Planning an iMRI Suite

Interventional MRI suites require early and close collaboration between the surgical team, the MRI vendor, the shielding contractor, the architect, and the MEP engineer. The clinical workflow — how patients, staff, and equipment move through the suite during a procedure — must be defined before the shielding design begins, because it determines door locations, sizes, and types; penetration panel capacity; room dimensions; and the relationship between the MRI room and adjacent spaces.

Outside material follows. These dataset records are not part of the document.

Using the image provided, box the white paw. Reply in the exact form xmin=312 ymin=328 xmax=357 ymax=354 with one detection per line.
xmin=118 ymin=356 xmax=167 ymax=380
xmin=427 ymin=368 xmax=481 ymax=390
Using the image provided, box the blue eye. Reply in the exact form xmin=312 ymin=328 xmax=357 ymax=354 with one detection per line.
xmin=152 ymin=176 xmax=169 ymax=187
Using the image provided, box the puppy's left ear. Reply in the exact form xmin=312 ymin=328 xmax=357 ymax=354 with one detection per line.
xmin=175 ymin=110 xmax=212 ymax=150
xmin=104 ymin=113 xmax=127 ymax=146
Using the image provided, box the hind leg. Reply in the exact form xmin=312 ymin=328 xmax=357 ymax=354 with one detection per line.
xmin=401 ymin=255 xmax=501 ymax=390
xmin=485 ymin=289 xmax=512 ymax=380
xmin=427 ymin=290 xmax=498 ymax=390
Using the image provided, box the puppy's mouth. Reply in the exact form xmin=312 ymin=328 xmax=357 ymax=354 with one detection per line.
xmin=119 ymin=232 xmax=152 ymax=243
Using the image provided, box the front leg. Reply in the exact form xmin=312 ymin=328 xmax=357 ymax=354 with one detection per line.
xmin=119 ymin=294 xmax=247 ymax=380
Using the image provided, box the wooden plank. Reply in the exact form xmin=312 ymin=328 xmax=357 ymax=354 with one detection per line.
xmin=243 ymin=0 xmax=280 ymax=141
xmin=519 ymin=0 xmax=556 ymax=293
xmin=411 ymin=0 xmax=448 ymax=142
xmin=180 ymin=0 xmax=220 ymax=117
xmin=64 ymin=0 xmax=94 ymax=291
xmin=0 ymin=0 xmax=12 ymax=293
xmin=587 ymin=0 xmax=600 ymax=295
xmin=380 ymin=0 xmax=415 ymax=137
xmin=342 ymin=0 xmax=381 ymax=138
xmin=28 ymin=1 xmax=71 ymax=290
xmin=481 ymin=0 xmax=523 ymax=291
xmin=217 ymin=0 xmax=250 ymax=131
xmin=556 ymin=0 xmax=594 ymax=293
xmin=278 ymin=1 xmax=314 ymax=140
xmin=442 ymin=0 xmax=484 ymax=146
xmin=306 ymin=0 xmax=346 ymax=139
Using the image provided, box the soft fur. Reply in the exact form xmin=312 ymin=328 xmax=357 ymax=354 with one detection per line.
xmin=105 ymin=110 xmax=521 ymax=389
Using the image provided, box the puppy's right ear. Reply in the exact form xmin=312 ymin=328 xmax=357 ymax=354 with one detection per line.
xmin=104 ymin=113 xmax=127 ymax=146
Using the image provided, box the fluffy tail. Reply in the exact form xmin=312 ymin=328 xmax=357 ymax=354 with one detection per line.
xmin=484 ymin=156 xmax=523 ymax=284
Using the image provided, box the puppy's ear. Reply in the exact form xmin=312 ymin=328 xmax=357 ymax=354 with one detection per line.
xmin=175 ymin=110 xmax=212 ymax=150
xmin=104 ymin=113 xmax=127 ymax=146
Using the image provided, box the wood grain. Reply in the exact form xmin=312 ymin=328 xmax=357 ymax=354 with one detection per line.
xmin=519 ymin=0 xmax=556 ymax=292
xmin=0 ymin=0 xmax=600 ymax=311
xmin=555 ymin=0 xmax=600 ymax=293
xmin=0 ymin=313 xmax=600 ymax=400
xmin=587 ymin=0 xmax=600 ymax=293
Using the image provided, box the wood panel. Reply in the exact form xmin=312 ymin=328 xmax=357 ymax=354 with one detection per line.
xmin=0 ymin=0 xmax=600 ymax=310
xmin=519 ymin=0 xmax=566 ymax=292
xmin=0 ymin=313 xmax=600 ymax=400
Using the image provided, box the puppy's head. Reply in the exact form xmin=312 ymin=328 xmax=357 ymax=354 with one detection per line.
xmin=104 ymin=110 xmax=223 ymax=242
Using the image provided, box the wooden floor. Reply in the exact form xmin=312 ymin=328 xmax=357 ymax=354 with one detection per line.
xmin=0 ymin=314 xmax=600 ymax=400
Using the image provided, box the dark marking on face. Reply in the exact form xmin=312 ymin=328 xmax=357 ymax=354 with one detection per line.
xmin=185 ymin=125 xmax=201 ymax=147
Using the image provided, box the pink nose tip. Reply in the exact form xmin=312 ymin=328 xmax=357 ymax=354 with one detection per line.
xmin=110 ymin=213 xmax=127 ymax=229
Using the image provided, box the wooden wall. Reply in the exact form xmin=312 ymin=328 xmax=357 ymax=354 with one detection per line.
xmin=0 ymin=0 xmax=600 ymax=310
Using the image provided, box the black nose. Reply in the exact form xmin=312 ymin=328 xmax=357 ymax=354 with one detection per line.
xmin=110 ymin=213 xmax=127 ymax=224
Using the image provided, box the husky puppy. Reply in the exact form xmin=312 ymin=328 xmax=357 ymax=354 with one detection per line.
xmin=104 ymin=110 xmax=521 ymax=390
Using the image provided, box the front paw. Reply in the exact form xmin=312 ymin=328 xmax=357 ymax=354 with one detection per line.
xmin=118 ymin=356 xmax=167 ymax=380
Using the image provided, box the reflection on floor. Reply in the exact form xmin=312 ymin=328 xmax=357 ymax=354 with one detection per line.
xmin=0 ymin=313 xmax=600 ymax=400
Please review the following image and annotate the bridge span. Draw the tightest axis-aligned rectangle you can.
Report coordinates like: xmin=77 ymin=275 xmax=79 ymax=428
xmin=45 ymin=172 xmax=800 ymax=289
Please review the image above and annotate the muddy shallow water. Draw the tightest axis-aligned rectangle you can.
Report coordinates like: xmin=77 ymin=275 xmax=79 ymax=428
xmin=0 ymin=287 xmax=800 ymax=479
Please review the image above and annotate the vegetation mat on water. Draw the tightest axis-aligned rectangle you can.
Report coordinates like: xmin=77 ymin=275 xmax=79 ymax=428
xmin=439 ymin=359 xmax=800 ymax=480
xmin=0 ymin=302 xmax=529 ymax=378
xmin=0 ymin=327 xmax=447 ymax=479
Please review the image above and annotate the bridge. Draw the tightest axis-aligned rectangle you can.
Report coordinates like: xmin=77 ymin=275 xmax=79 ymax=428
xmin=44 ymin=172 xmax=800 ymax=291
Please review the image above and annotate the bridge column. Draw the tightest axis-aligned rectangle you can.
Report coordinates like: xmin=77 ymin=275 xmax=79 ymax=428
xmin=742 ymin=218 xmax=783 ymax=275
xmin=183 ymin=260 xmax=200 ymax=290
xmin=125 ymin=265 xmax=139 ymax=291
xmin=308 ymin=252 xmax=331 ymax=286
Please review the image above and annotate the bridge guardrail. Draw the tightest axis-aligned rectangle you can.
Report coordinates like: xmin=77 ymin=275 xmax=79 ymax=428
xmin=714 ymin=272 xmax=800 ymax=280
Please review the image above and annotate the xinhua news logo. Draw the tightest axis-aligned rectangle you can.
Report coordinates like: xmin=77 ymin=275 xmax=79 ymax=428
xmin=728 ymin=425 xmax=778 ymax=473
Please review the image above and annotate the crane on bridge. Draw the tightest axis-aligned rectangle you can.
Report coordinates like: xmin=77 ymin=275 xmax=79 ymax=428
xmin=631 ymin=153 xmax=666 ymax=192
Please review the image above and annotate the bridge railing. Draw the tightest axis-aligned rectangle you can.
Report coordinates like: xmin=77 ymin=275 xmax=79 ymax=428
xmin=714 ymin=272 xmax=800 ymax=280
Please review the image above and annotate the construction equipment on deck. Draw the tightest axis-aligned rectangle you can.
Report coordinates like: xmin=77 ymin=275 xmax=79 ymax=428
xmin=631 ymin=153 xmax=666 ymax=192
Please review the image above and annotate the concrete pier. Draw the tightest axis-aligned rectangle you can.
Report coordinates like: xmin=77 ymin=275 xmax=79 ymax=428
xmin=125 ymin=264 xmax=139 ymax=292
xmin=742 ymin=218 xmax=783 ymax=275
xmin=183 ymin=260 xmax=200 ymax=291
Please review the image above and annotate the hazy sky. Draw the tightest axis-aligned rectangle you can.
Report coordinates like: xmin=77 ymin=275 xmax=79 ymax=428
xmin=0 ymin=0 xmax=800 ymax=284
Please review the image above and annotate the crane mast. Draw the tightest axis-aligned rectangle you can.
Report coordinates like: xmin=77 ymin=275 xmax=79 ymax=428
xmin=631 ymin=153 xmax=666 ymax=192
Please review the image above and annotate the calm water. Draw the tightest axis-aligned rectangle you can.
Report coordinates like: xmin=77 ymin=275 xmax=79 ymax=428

Unlike diagnostic MRI, where the project planning process is well-standardized, each iMRI installation tends to be unique. The surgical specialty (neurosurgery, cardiac, interventional radiology), the scanner type (open-bore, wide-bore, ceiling-mounted), and the hospital's workflow preferences all shape the design. Template solutions rarely work without significant customization.

For this reason, engaging the shielding contractor during the conceptual design phase — not after the room layout is finalized — is even more critical for iMRI projects than for standard diagnostic installations.